I recently bought the parts for and built, with my own hands, a 3D printer. Specifically, I built a RapRap “Huxley”, which is the adorably diminutive little sibling of the RepRap “Mendel” and “Prusa” which are somewhat larger. Though it has a tiny desktop footprint about the size of a phone book, it has a significantly larger print volume than a Makerbot Replicator Mini, which I had also considered.
I’ve had a couple of folks ask me why I built my own 3D printer when a store-bought printer like the Replicator Mini is so readily available, comes already pre-configured and pre-calibrated, and works right out of the box the minute you receive it. Here’s a quick list:
- It is so much more satisfying to build something with your hands than to buy it pre-made, for me anyway.
- The parts on a RepRap are either 3D-printed themselves or easily sourced through regular hardware stores I already frequent. Spare parts, if I need them, will be very easy to come by.
- If I want to improve or upgrade my printer, I can easily 3D-print improvements for it. I have already done so with an improved direct-drive extruder.
Follow me below the fold for my thoughts on what 3D printing means for the future.
The RepRap is really meant to be a 3D printer that is accessible to anyone who has spare parts lying around or mechanical skills. Even the 3D-printed parts can theoretically be shaped out of wood or metal instead, but the real beauty of it is that it’s an upgradeable piece of equipment you can build yourself. It wasn’t easy. All told, I think I put close to 30 hours into getting it built and then calibrated properly. That’s a lot of work, and this is slaving over a workbench with tiny little wrenches (smallest one: 5.5mm!), a soldering iron, multimeter, and high-precision calipers. Pretty tedious, intricate, and delicate work, but the payoff is that I now have a 3D printer that I built my damn self.
The reason RepRaps are cool is because literally anyone could do this.

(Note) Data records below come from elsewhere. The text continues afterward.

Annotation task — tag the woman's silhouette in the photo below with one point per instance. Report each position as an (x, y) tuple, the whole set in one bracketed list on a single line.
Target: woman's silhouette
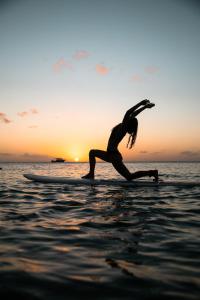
[(129, 125)]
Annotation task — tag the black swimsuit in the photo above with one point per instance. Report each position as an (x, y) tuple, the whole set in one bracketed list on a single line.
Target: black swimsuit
[(114, 155)]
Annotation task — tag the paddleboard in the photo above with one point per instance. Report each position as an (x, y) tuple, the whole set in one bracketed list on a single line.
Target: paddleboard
[(75, 181)]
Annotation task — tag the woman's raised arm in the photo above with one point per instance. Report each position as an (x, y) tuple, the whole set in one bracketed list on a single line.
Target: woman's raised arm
[(131, 112)]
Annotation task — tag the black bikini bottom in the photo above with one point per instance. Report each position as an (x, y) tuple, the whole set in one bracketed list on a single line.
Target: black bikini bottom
[(114, 155)]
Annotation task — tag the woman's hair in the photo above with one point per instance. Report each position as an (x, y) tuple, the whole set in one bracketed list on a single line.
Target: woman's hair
[(132, 128)]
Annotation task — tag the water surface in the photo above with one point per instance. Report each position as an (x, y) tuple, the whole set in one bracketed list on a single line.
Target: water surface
[(69, 242)]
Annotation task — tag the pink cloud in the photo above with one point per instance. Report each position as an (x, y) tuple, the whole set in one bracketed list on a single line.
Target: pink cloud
[(4, 118), (22, 114), (34, 111), (136, 78), (62, 64), (102, 70), (81, 54), (151, 69)]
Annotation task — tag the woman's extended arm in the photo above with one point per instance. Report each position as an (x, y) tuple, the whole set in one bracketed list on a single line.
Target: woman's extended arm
[(133, 109), (135, 112)]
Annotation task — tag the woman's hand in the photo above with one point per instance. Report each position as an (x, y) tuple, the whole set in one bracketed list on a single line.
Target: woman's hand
[(144, 102), (149, 105)]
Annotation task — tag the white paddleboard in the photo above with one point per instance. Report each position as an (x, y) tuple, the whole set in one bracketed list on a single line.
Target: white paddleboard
[(75, 181)]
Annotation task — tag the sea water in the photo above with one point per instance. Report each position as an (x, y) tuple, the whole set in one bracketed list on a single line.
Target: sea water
[(105, 242)]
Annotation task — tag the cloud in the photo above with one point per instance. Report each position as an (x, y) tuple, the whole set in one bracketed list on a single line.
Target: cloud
[(151, 69), (136, 78), (190, 153), (22, 114), (5, 154), (33, 111), (82, 54), (101, 69), (4, 118), (62, 64)]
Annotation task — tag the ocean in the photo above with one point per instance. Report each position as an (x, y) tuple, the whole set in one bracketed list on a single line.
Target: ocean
[(105, 242)]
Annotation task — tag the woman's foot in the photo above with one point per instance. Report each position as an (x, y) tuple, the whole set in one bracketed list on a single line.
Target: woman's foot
[(88, 176), (154, 173)]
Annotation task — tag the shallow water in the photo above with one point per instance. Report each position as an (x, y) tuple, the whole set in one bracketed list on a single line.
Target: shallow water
[(69, 242)]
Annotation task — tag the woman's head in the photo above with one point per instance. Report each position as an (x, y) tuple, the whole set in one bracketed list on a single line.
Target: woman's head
[(132, 128)]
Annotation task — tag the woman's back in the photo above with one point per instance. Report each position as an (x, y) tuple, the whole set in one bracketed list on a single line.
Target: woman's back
[(116, 136)]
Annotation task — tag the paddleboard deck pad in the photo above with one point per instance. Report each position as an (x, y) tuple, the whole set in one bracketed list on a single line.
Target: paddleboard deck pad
[(111, 182)]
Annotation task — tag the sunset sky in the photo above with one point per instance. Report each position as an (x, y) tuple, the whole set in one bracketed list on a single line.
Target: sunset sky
[(69, 70)]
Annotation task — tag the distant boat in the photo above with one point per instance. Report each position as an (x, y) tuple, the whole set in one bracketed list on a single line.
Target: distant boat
[(58, 160)]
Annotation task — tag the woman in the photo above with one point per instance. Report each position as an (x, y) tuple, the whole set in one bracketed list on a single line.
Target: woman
[(129, 125)]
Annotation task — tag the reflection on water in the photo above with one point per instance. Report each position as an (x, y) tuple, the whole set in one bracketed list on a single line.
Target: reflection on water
[(100, 242)]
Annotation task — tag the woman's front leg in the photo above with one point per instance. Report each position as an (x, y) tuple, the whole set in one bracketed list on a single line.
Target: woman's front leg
[(92, 161)]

There is no particular skill required to make the metal extruder parts beyond really rudimentary machining; only a drill press and tap handle are required to make the hot end, though the nozzle itself needs some more careful treatment. Mine is 0.5mm in diameter but I’ve seen even smaller available for purchase as an upgrade. The 3D-printed plastic parts could be made out of a variety of other materials if no 3D printing is available. Bottom line: the RepRap is really a machine that can bring distributed manufacturing to the third world, the places that would most benefit from it. Imagine a future where the town mechanic in a remote African village can assemble one of these bad boys and service their entire town’s plastic fabrication needs. The only parts that would be tough to source there are the electronics that drive it, and the super beefy stepper motors.
This is an extremely powerful notion. Another powerful notion is what happens when you realize something about the thing you’ve just built: the plastic extruder is a modular, completely separate mechanism, and you can replace that with anything you want. I’ve seen some great syringe-based extruders that extrude epoxy, silicon, even cake icing. Pretty badass. 3D printing is more than just being able to make anything you want out of plastic; it’s also this platform of having a machine that is very good at controlling the process of making something layer by layer–regardless of what material it’s layering. I’m very excited about the possibilities here, including printing in ceramic and silicon or rubber. Expect updates, space cadets.